For combat athletes, I would recommend as much pure strength training as possible. This means low numbers of sets and reps and high amounts of weights. For example:
Squats 4 sets of 3-6 reps
Bench Press 4 sets of 3-6 reps
Row 4 sets of 3-6 reps
Work large muscle groups first, make sure to have a 1 minute rest break between sets, this will allow your muscles ample recovery time to recharge so they are able to get as much as they can out of the workout.
Next:
Standing overhead press 3 sets 6-8 reps
Biceps curl 3 sets 6-8 reps
Triceps press 3 sets 6-8 reps
Abs:
Basic floor crunch
Straight Leg Raises
Oblique Crunches
Plank
This is an all over body routine and should be done 2 x per week.
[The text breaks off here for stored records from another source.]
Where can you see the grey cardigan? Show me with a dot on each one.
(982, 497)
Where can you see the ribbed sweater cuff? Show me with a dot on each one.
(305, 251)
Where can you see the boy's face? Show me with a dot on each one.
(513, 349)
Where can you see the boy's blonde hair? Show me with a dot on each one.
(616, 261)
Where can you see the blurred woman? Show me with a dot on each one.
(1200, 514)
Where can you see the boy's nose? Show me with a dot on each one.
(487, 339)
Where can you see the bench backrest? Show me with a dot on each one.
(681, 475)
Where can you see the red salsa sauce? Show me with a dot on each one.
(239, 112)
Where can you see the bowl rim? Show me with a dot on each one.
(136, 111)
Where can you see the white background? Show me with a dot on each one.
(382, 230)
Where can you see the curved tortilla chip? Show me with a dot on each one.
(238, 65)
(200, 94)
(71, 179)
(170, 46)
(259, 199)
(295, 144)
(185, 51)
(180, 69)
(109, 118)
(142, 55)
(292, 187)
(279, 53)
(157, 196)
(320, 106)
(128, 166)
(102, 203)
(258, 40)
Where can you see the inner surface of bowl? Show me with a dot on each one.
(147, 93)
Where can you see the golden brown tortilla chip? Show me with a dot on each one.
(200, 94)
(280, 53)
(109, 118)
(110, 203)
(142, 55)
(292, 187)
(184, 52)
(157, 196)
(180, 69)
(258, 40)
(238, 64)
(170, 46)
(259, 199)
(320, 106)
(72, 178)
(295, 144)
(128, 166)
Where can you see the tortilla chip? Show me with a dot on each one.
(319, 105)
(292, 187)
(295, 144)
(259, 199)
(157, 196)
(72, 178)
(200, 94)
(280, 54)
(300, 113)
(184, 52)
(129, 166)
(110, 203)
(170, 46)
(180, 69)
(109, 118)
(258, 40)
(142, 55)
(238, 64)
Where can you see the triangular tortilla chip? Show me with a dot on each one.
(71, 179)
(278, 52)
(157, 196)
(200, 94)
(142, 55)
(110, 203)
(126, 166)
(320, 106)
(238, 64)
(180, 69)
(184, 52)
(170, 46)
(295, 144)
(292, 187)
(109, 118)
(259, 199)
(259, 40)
The days in between can be spent on Combative training. Make your combat training intense. It is not the duration of your workout, it is the intensity that makes the difference. In weight training intensity is measured by how much weight is lifted. This workout can be done as a circuit training routine. This means you are going for amount of time. I usually have clients go from one exercise to the next with no break between them. Each exercise is done for .45 seconds. Make sure you do a good warm-up and stretch before and a good stretch at the end.